After Kirsty’s interview with Chris Maybin (if you haven’t done so already, read it here). We review The Glasgow Blend.
What Compass Box Say:
In his 1930 book “Whisky”, Aeneas MacDonald teaches us that Glaswegians historically preferred fuller bodied and more flavour-packed whiskies than people in other parts of the world. So what better name for a whisky such as this?
33% Lowland grain whisky from a Fife distillery. 67% Malt whisky from the regions of Islay, the Highlands and Speyside. The Islay single malt comes from south shore distillery (approximately 20% of the total recipe), vatted with a fruity malt from the village of Brora and a rich sherrried Speyside malt from the Aberlour region (approx. 33%). A small percentage of Speyside and Highland malts complete the recipe.
A combination of first-fill Sherry casks, first-fill and refill ex-Bourbon barrels and a small portion of new French oak finishing. Bottled at 43%, Not chill-filtered and available here at a cost of £27.45.
In the Glasgow Blend you’ll find a rich vein of peaty-smokiness, underpinned by sherry cask-aged whiskies, full of dried fruit and wine character. The palate is full and round, with a sweetness typical of whiskies from our company.
The packaging reflects that for decades, The Wellington Statue, outside Glasgow’s Gallery of Modern Art, has been cheekily topped by a traffic cone, something the local population has taken to heart as a symbol of their sense of humour.
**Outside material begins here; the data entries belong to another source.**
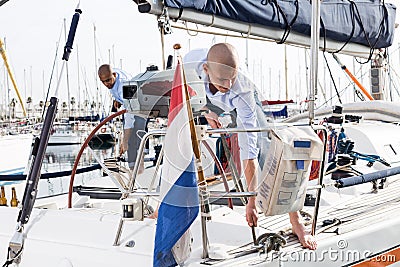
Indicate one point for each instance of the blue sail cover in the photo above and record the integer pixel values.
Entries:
(367, 22)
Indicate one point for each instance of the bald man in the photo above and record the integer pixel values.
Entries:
(228, 89)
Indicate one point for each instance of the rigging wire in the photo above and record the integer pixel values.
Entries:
(52, 73)
(333, 80)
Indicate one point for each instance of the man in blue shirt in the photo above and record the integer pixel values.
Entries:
(134, 126)
(228, 89)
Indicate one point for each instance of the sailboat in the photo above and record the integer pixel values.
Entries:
(353, 226)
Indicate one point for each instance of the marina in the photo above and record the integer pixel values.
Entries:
(327, 159)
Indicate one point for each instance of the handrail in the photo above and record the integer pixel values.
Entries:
(84, 145)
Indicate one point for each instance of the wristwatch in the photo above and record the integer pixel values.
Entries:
(205, 112)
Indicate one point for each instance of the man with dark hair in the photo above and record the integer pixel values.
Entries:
(134, 125)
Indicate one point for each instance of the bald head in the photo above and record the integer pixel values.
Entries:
(223, 53)
(221, 67)
(105, 69)
(107, 75)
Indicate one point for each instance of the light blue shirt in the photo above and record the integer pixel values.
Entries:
(116, 92)
(239, 97)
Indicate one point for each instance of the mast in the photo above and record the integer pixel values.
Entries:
(315, 24)
(10, 74)
(286, 80)
(96, 68)
(66, 70)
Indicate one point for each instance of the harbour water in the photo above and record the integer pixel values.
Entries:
(61, 159)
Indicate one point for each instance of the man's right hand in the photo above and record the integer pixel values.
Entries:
(212, 119)
(116, 104)
(251, 214)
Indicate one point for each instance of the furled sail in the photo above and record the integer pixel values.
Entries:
(349, 27)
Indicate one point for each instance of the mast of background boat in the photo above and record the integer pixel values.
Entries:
(38, 152)
(66, 69)
(315, 24)
(286, 80)
(10, 74)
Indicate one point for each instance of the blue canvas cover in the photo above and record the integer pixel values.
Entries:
(366, 22)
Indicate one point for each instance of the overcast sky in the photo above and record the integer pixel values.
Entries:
(124, 37)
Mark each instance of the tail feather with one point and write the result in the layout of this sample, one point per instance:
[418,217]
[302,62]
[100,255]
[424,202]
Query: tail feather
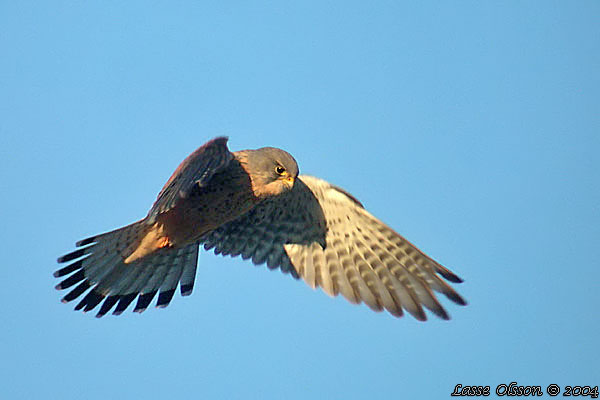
[99,266]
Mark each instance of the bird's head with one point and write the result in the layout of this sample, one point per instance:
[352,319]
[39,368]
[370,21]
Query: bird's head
[273,171]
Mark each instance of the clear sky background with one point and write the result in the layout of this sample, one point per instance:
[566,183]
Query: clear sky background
[472,128]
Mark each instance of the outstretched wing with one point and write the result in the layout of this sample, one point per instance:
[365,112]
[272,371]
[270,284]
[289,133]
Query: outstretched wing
[196,169]
[324,235]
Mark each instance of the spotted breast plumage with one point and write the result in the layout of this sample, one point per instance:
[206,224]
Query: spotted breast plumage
[253,204]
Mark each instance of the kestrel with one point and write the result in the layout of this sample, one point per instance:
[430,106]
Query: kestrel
[253,204]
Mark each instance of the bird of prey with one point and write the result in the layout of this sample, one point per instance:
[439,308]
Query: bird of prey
[253,204]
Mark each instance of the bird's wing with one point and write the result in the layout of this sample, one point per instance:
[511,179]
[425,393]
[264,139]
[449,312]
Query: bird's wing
[196,170]
[98,264]
[321,233]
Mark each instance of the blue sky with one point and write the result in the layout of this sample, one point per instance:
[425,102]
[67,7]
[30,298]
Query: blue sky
[472,128]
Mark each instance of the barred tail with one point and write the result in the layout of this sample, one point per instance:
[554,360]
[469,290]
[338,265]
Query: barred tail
[99,265]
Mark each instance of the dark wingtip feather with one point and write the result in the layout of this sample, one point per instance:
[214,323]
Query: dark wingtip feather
[442,313]
[107,305]
[78,291]
[85,241]
[143,301]
[457,298]
[124,302]
[90,301]
[68,269]
[449,275]
[186,290]
[70,281]
[164,298]
[72,255]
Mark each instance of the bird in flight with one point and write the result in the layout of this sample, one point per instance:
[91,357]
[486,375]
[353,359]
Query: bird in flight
[253,204]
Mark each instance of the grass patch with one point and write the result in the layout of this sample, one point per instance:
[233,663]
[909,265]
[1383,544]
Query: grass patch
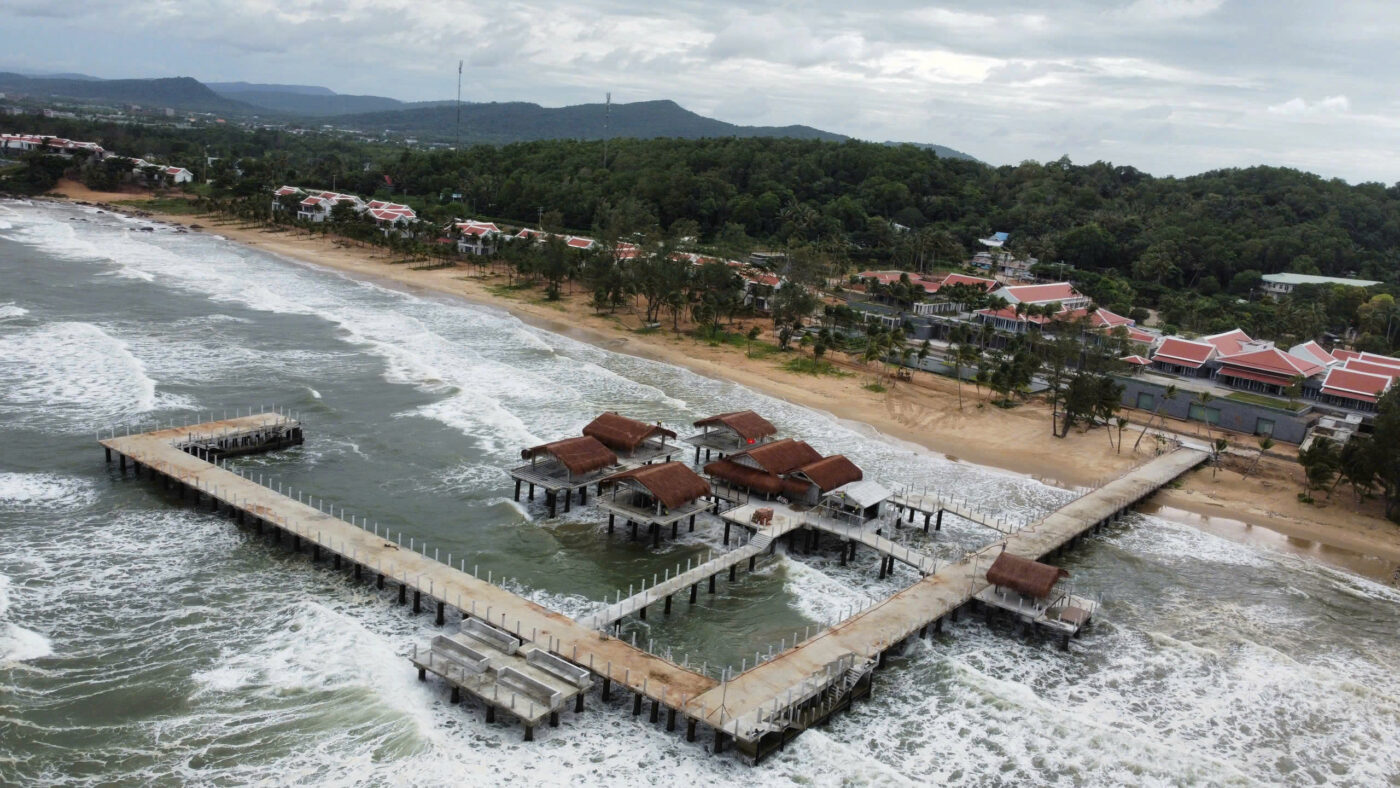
[1266,400]
[510,290]
[804,366]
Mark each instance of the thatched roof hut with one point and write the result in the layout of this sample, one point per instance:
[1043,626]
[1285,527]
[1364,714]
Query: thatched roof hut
[672,483]
[577,455]
[1024,575]
[745,476]
[623,434]
[746,424]
[779,456]
[830,472]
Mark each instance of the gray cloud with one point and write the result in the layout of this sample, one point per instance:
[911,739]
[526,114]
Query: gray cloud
[1166,86]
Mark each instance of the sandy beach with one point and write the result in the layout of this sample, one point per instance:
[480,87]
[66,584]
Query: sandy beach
[924,412]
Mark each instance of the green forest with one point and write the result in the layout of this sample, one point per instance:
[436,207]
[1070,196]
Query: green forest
[1190,248]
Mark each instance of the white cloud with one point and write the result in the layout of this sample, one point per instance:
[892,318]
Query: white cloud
[1168,10]
[1299,108]
[1166,86]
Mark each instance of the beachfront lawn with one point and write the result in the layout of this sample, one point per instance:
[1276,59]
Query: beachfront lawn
[1266,400]
[805,366]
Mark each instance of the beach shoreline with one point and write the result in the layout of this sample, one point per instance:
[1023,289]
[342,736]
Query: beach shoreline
[923,413]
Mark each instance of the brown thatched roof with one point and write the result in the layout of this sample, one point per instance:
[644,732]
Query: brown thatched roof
[745,423]
[578,455]
[830,472]
[1024,575]
[623,434]
[781,456]
[745,476]
[672,483]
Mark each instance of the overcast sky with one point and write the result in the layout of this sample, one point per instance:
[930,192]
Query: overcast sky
[1172,87]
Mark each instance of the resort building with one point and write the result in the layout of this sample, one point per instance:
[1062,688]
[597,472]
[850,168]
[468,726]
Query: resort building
[1269,371]
[1185,357]
[1354,389]
[1285,283]
[391,216]
[1012,321]
[476,237]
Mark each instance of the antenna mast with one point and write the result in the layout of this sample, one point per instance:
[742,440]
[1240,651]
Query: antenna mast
[606,132]
[458,105]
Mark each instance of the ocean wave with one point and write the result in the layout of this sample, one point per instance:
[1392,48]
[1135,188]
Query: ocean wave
[44,491]
[74,373]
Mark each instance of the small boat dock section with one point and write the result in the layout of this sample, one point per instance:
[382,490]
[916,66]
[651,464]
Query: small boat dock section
[933,505]
[518,657]
[689,578]
[506,673]
[392,560]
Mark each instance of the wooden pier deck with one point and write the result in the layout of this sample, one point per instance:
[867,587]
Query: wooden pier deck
[665,589]
[931,504]
[758,708]
[388,560]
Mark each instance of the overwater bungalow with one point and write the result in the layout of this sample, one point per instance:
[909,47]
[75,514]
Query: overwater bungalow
[1028,589]
[654,496]
[636,442]
[807,484]
[730,433]
[760,470]
[563,466]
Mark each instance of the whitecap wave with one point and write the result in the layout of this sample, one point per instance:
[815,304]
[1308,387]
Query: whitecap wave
[73,373]
[44,491]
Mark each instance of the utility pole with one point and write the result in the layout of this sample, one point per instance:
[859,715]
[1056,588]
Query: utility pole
[606,123]
[458,146]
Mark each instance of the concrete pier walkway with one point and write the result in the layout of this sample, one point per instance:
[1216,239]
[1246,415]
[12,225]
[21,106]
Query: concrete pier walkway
[758,708]
[427,580]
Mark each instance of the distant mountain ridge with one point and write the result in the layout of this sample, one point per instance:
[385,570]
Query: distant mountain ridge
[237,88]
[517,121]
[184,93]
[431,121]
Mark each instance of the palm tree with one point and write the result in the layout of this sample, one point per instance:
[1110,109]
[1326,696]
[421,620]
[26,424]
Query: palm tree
[1166,395]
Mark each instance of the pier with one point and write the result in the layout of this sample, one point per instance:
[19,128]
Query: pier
[522,659]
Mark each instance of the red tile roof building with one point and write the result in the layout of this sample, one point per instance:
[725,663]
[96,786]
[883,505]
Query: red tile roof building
[1269,370]
[1351,388]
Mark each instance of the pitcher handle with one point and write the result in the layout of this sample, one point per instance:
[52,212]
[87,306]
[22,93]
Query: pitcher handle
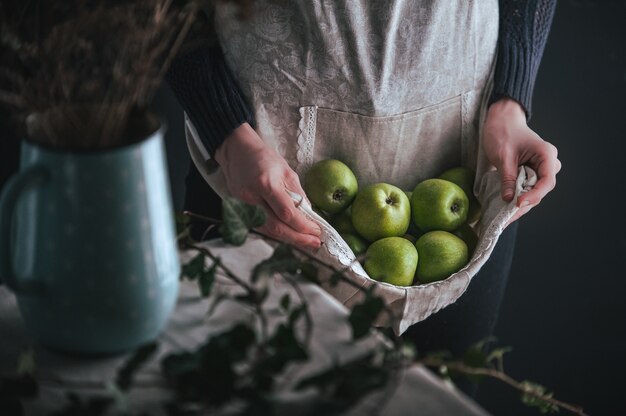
[35,175]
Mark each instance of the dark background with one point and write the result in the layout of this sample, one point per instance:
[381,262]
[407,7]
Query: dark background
[564,312]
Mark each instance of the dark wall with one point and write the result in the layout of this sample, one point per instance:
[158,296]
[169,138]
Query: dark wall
[564,312]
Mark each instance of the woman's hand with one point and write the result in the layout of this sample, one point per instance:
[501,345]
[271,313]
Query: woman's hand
[510,143]
[258,175]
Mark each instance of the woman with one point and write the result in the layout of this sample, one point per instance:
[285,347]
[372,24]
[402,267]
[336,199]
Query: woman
[386,87]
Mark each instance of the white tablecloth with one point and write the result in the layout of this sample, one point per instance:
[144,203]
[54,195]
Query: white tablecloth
[418,392]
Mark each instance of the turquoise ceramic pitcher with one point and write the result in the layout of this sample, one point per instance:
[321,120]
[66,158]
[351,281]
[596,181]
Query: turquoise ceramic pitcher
[88,245]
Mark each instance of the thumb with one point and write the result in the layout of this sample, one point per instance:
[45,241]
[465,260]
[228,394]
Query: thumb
[508,176]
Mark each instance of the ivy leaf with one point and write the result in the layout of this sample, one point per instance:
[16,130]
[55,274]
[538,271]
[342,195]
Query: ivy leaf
[532,401]
[126,373]
[207,278]
[364,314]
[238,219]
[194,267]
[473,357]
[498,354]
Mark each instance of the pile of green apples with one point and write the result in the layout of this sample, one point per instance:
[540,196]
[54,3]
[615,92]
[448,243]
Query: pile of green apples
[402,237]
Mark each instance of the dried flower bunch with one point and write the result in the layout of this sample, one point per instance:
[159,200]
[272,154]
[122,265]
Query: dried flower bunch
[79,72]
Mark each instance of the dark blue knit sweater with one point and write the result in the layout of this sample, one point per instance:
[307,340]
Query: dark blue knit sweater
[208,93]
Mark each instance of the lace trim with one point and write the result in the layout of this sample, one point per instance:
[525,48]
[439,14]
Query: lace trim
[306,137]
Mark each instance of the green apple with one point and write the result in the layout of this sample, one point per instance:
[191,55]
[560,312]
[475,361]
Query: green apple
[381,210]
[321,213]
[392,260]
[438,204]
[342,222]
[464,177]
[466,233]
[330,185]
[409,237]
[356,243]
[441,254]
The statue has become one of Glasgow’s most iconic images and graces the label of this whisky.
Compass Box flavour descriptors:
Full, rich and smoky on the palate, with notes of baking spices and sherry wine notes.
What we say:
Compass Box is always an interesting creature, innovative and never compromising on ingredients in search of the perfect blend, whether 5 years old or 20 years old, if it makes and amazing product then they will use it. Launched as an edition to the Great King great range, which previously contained only The Artist’s Blend.
A lovely initial sweetness, with plenty of vanilla and warm toffee. There is a fresh comforting note of freshly tumbled dried sheets, with whipped double cream and soft melting milk chocolate. There is a light nutty note, like sweet chestnuts followed by a slightly undercooked crumble topping with the buttery notes at the fore. The fruits start to make themselves known with dried apricots and dried apples, before fresh peach with a dash of plum and plump raisins start to come through. This is followed by lovely Christmas spices, cinnamon, nutmeg and gingerbread houses.
The palate carries across much of the nose, but this time with the wonderful addition of some peat smoke. It’s almost a surprise to find it as the nose hid it so well with all those lovely creamy notes. There’s a touch of floral which comes through along with a slightly damp oak note. The sweetness is still there but these are kept in check by the peat. The stewed fruits are stronger, blackberries, plums and dates. Big hits of ginger and cinnamon are backed up with lemon zest and a touch of lime.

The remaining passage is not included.